Configuration Lookup Accuracy Reverse Lookup Accuracy Notes
No VP 12.43% 18.57% Extremely low baseline
VP (bottom-left) 64.62% 100.00% Substantial gain in frame-level reference
VP (top-left) 55.56% 60.19% Evident positional bias
VP + KFM Best Best Complementary combination

Key Findings

  • VP recovers 2.9–9.9 percentage points of temporal understanding performance even under extreme conditions where positional encodings are corrupted.
  • VP increases the average attention weight allocated to image tokens by 11.65%, concentrated in the middle-to-upper layers (layers 4–6, 11–14, and beyond layer 21).
  • Using only 20% of frames with ViKey approaches the dense 100%-frame baseline on several benchmarks, demonstrating high efficiency.

Highlights & Insights

  • Minimal yet effective: Annotating frames with simple index numbers substantially improves temporal reasoning.
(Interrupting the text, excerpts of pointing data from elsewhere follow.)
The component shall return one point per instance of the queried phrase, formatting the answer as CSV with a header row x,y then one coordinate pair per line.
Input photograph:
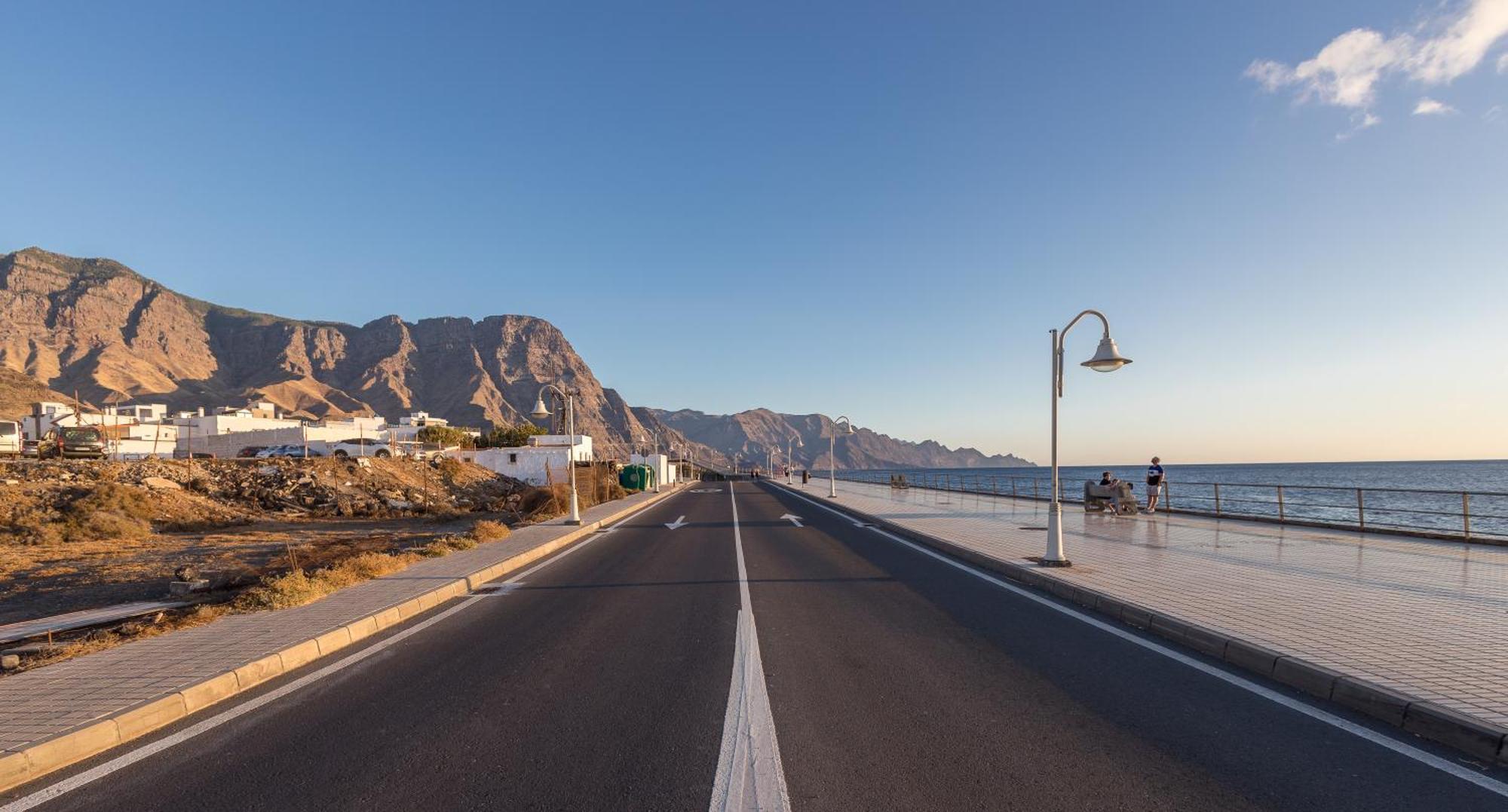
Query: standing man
x,y
1154,483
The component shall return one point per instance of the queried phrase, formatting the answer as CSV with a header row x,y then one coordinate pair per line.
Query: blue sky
x,y
871,209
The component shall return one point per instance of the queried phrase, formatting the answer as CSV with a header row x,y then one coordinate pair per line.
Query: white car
x,y
360,447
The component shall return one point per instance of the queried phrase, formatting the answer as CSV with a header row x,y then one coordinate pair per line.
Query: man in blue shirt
x,y
1154,483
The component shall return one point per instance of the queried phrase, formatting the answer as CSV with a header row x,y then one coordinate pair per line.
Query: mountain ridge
x,y
103,329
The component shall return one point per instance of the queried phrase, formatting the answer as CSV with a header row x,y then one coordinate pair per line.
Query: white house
x,y
545,459
664,470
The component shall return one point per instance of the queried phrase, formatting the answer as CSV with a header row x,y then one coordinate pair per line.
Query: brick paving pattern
x,y
1424,617
55,699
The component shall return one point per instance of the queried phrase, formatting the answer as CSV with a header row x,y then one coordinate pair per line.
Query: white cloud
x,y
1432,108
1359,121
1347,72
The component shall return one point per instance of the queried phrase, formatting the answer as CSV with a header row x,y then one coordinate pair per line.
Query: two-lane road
x,y
897,679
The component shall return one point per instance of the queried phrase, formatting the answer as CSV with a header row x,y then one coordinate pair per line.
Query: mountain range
x,y
106,332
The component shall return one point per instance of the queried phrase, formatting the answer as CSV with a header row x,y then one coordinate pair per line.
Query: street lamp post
x,y
569,396
797,440
1108,360
833,459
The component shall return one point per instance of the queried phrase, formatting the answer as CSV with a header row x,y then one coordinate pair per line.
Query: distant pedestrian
x,y
1154,483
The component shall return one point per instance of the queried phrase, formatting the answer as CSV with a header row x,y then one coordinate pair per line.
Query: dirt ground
x,y
43,580
84,535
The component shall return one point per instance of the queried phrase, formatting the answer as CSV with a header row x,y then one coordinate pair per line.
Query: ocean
x,y
1450,498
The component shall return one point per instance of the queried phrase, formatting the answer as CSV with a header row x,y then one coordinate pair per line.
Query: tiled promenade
x,y
61,697
1424,617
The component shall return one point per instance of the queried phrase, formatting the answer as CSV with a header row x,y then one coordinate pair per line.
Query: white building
x,y
545,459
664,470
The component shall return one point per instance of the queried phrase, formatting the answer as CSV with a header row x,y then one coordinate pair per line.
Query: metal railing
x,y
1456,515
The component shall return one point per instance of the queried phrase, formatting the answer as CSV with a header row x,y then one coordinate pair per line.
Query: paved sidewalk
x,y
1424,617
60,699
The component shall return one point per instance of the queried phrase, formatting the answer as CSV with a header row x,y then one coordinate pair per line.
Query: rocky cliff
x,y
105,331
753,434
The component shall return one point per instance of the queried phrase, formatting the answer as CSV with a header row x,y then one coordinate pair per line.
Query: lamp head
x,y
1108,358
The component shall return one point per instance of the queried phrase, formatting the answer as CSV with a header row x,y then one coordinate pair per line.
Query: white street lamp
x,y
797,438
833,461
1108,360
569,396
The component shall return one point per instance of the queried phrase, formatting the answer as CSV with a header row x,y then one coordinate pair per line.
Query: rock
x,y
159,483
185,587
This "modify the input, not the model" paradigm is both elegant and practical, enabling zero-cost integration into any VideoLLM.
  • Positional bias discovery: The marked superiority of bottom-positioned VP over top-positioned VP reveals a training-induced bias in VideoLLMs—stronger attention toward bottom regions—a finding with broader implications for all VP-based methods.
  • Frames as a dictionary: Treating frame indices as keys and frame contents as values introduces a novel paradigm for fine-grained temporal control in VideoLLMs.

Limitations & Future Work

  • The keyword extraction component of KFM relies on an external embedding model, which may become a bottleneck for very long videos.
  • VP inherently occupies pixel space within frames; interference may arise for videos that already contain subtitles or watermarks.
  • The positional bias suggests that the model may be "memorizing" text at specific locations rather than genuinely comprehending temporal relationships.
  • Future directions include: adaptive VP size/position selection and joint optimization with frame selection strategies.
  • vs. conventional frame selection methods: Frame selection focuses on which frames to retain; ViKey focuses on how to make retained frames more informative. The two approaches are complementary.
  • vs. temporal encoding enhancement methods: Training-required methods such as extended context modules achieve comparable performance, whereas ViKey requires no training whatsoever.
  • vs. spatial VP methods: Prior VP work guides spatial attention within frames (e.g., circle annotations); ViKey is the first to systematically explore VP for cross-frame temporal reasoning.

Rating

  • Novelty: ⭐⭐⭐⭐ A simple yet insightful observation; the first systematic exploration of VP for temporal reasoning.
  • Experimental Thoroughness: ⭐⭐⭐⭐⭐ Three analytical experiments, four benchmarks, and multiple models—highly rigorous.
  • Writing Quality: ⭐⭐⭐⭐⭐ Motivation is clearly articulated, experimental design is precise, and analysis is thorough.
  • Value: ⭐⭐⭐⭐ Training-free and plug-and-play; highly practical.